In an on-stage demo at its annual I/O conference, Google CEO Sundar Pichai showed the audience what he claims is a real call between Google’s duplex technology and a hair salon.
The call was impressive in the sense that it highlighted how the technology is capable of capturing the many nuances of human speech.
Not only is the technology capable of incorporating subtle acknowledgements like “mmmhhmm” into a conversation, it is seemingly able to comprehend complex speech patterns.
The demonstration was the outcome of years of development and advances in the field of voice technology.
In its official post accompanying the on-stage demonstration, Google stated, “Google Duplex’s conversations sound natural thanks to advances in understanding, interacting, timing, and speaking”.
Despite it being an impressive advancement in the capabilities of technology to compute the English language, the online commentary in the immediate aftermath of the demonstration raised a number of important questions:
- Will the call handler be aware they’re talking to an automated agent?
- How will the technology be used?
- How consistent is the technology?
On the first point, Google’s hasn’t told us very much. In the post on its blog, it states, “We want to be clear about the intent of the call so businesses understand the context. We’ll be experimenting with the right approach over the coming months”.
Its lack of explanation around this point is particularly surprising considering the amount of scrutiny big tech has been under in the last few months around its approach to user consent and privacy.
Moreover, coverage around Google I/O seems to have conveniently ignored issues that have dominated press headlines for months in favor of fawning over yet another technology that prioritizes convenience as its primary selling point.
On the second point, Google states, “The technology is directed towards completing specific tasks, such as scheduling certain types of appointments,” which perhaps signifies its use is highly dependent on context.
The post also makes it clear that the technology is “self-monitoring” i.e. if it can’t complete a task autonomously it will hand off to a human operator.

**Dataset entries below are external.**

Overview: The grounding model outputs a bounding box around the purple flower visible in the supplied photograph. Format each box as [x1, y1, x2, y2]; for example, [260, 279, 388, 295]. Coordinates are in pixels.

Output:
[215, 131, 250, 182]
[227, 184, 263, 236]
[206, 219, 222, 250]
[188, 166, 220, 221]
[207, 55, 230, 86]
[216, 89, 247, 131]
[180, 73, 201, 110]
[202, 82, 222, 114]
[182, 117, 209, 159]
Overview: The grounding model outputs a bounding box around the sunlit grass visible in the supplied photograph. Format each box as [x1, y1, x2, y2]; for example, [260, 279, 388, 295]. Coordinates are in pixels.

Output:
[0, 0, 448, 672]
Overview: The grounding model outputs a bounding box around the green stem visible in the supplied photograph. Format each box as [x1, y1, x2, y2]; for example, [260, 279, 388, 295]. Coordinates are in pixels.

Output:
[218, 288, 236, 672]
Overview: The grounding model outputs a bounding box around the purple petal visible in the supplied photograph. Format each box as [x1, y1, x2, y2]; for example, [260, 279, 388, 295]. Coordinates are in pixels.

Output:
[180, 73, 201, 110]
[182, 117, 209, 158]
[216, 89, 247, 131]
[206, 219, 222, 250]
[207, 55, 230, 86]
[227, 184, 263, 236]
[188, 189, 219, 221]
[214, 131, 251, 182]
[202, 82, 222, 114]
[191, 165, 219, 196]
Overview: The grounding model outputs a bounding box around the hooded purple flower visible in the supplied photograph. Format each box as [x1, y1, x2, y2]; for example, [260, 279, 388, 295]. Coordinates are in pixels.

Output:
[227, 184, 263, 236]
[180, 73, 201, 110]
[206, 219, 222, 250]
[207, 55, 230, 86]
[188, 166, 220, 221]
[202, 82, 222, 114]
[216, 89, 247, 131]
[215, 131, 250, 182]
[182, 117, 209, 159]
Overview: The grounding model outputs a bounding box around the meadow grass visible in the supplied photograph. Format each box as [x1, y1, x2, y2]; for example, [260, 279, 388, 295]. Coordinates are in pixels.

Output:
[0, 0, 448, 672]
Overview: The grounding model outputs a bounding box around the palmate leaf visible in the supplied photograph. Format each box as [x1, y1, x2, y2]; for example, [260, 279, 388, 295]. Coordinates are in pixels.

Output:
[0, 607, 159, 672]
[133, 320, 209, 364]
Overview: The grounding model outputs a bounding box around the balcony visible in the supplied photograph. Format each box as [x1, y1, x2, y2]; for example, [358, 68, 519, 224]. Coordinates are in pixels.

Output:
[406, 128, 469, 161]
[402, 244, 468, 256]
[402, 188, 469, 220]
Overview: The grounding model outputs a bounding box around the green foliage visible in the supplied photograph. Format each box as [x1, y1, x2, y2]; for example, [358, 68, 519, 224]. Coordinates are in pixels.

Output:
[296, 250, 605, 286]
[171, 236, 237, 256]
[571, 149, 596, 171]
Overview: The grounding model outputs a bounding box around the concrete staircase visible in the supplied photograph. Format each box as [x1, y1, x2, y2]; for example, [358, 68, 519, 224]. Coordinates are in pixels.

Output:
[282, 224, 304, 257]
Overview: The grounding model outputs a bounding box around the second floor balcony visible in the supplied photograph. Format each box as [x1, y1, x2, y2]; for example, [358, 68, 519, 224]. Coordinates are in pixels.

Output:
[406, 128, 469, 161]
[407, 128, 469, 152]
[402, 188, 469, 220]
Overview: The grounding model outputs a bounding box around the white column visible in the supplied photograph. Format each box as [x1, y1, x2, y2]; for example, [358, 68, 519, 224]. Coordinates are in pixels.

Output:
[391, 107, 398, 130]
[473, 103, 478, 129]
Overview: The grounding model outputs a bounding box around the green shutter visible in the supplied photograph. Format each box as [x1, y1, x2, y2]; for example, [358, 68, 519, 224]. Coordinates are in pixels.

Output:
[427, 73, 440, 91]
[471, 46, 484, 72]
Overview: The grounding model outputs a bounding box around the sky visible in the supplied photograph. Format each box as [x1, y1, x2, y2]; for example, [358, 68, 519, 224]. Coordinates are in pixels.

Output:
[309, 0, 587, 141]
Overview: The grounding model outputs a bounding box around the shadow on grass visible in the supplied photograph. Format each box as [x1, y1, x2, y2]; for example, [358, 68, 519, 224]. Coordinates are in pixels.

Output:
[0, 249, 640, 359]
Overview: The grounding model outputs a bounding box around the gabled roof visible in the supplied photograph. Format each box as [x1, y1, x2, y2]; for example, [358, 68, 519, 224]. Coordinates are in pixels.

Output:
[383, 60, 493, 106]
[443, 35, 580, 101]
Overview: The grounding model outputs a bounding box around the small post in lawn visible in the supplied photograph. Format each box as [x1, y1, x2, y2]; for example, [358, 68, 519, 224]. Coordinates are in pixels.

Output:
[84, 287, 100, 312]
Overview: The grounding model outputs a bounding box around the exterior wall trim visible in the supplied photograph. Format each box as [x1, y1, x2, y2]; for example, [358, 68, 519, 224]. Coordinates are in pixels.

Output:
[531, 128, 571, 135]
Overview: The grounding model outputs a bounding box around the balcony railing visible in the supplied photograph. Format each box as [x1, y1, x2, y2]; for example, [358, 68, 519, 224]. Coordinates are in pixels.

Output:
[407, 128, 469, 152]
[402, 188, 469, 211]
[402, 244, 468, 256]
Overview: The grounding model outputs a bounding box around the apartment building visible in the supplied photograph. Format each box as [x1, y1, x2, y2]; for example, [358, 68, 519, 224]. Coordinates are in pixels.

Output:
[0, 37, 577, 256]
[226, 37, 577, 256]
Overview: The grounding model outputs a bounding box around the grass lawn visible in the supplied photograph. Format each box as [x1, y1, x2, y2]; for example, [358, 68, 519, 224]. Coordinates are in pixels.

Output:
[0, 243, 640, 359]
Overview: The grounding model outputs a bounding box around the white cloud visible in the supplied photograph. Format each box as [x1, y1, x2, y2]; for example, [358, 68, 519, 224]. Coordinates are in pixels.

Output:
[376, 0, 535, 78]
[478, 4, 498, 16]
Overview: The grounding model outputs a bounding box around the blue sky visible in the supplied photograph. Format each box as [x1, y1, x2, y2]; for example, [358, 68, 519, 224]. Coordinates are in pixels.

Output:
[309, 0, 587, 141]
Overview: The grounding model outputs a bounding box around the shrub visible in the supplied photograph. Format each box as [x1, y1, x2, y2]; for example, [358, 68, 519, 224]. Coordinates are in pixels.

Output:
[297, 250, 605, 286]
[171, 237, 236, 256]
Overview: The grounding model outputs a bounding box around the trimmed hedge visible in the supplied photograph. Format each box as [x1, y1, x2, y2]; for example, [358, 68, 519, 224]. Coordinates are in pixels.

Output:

However, where’s there’s automation for the individual, there’s automation for the corporation.
Automated diallers are in widespread use in the commercial world and, according to the latest data, UK citizens receive upwards of 6 million calls daily about insurance, personal injury and other matters of high transactional value to corporations.
Email, at the time of its mainstream adoption, was widely recognized as a means to speed up communication and make our lives simpler.
Today, spam or automated messages account for 59 percent of email traffic worldwide (and the USA accounts for 12.8 percent of that total).
When technology geared around automation or convenience is developed, people have a tendency to think how they can use it rather than how it will be used against them.
On whether the technology will be consistent, it’s impossible to say without working with it in a real environment.
Apple’s digital assistant Siri was released amidst fanfare and high expectations back in 2011, however many commentators deem it has fallen short of the mark.
Whether Google Duplex represents another big promise or a meaningful development in voice technology is yet to be seen.